Figure 2. The A1 adenosine receptor agonist (PIA; panel A; n = 6) and the A2a adenosine receptor agonist (CGS; panel B; n = 6) attenuate severe ATP depletion-mediated HK-2 cell injury (CAD; n = 6) in dose-dependent manners. Cell injuries were quantified by measuring LDH released into the culture media from cells treated with 1 nM to 10 µM PIA or 0.01 to 10 µM CGS or vehicle for 30 min before the addition of 10 µM antimycin A, 10 mM 2-deoxyglucose, 2 µM and calcium ionophore (CAD, n = 6) for 2 h. * P < 0.05 versus severe ATP depletion injury group (CAD). Error bars represent 1 SEM. (Taken from Lee & Emala 2002)

We can see from fig. 2B that when CGS-21680 is given before ATP depletion by antimycin A, deoxyglucose and calcium ionophore, protect against ischemic injury.
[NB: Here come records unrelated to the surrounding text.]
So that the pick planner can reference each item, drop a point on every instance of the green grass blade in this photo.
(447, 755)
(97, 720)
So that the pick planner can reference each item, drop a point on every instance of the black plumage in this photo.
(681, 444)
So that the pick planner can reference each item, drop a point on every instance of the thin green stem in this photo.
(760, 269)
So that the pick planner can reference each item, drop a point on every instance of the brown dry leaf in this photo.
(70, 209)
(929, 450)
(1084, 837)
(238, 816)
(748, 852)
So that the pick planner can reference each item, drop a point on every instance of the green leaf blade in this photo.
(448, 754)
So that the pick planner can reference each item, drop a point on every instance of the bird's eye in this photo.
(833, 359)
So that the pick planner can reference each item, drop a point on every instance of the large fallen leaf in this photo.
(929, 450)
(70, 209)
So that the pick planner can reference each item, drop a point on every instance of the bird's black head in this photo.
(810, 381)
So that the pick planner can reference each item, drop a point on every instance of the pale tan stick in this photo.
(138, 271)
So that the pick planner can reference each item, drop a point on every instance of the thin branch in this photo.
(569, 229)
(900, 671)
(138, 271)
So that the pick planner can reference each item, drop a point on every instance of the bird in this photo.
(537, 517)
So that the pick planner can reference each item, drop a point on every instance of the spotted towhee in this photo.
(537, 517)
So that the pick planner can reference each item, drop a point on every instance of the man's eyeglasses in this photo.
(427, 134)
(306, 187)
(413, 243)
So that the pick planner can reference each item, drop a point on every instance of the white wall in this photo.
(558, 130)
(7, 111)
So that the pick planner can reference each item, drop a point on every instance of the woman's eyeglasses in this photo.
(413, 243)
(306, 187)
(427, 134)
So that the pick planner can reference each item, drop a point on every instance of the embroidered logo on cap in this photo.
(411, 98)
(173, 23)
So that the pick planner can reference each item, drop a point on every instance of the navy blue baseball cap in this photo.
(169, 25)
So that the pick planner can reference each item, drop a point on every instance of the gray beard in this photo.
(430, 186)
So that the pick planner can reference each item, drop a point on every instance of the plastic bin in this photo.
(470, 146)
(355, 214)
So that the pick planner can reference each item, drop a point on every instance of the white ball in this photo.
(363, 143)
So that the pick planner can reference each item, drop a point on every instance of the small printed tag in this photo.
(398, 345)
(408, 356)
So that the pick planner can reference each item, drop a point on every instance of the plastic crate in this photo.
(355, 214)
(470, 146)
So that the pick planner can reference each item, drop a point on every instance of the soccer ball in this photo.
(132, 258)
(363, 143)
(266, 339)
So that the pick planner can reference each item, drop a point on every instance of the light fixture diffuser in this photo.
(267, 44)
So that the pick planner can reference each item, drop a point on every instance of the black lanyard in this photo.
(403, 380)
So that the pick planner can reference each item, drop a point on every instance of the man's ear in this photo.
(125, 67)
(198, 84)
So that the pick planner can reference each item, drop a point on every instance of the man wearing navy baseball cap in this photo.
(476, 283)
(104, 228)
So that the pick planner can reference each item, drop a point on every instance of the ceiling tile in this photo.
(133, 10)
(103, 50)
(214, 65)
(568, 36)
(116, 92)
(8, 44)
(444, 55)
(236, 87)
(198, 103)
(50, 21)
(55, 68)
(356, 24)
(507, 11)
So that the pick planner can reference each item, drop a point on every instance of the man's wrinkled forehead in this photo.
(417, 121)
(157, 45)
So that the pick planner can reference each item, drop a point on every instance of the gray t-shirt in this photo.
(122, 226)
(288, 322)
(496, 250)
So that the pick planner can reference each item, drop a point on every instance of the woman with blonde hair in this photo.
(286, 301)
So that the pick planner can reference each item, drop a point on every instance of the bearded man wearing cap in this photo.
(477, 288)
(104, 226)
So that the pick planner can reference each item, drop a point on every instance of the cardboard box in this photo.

Adenosine is also abundant in the inner retina during vascular development in dogs (Lutty & McLeod 2003). A2A adenosine receptors exists on blood vessel endothelial cells and their precursors, thus adenosine must be crucial for vascular development in the retina. This study used oxygen-induced retinopathy (OIR) as a model for human retinopathy of prematurity (ROP). Vascular development was stopped by exposing retina to high oxygen, which resulted in a quick adenosine decrease. When returned to room air, a much elevated A2A adenosine receptor expression was found in the dog, resulting in a vasoproliferative stage which can lead to astrogliosis and hold back anterior vascular development. Since adenosine and its corresponding A2A receptor are important in retinal vasculature development, one of the A2 adenosine recetors could be used therapeutically to inhibit neovascularization in OIR.

This was confirmed by a study done in mouse (Mino et al. 2001). Adenosine is the eye’s tool of compensation when there is not enough oxygen or nutrients. By blocking it receptor, in this case, A2B adenosine receptor, we can inhibited OIR induced neovascularization and thus could treat eye diseases that involve excessive growth of retinal tissues.

Activation of A2A adenosine receptor by adenosine in endothelial cells of the porcine carotid artery stimulates the release of nitric oxide which causes vasodilation. Activation of A2A and A2B adenosine increases cyclic AMP accumulation, result in vasorelaxation.

A2B adenosine receptors exist in the human lung mast cells (Feoktistov & Biaggioni 1996). Inhalation of adenosine causes bronchoconstriction in asthmatics. Enprofylline, a xanthine used to treat asthma, was found to block the A2B adenosine receptor with a Ki of 7 ìM. This finding sustains the idea that activation of A2B receptors lead to asthma, thus its selective antagonists should have therapeutic value in treating asthma.

Conclusion

In conclusion, adenosine receptors have many functions and effects in both the central and the peripheral nervous system. A2 receptors in general have neuroprotective effects as observed in prevention of Alzheimers and dyskinesia. There are not as much information on A2B adenosine receptors as there are A2A receptors but one highly selective antagonist for A2B have been identified and that is enprofylline which treats asthma. More scientific research still needs to be done about the adenosine receptors, especially the less well known ones. They will probably give us answers to help us improve our treatment for many diseases.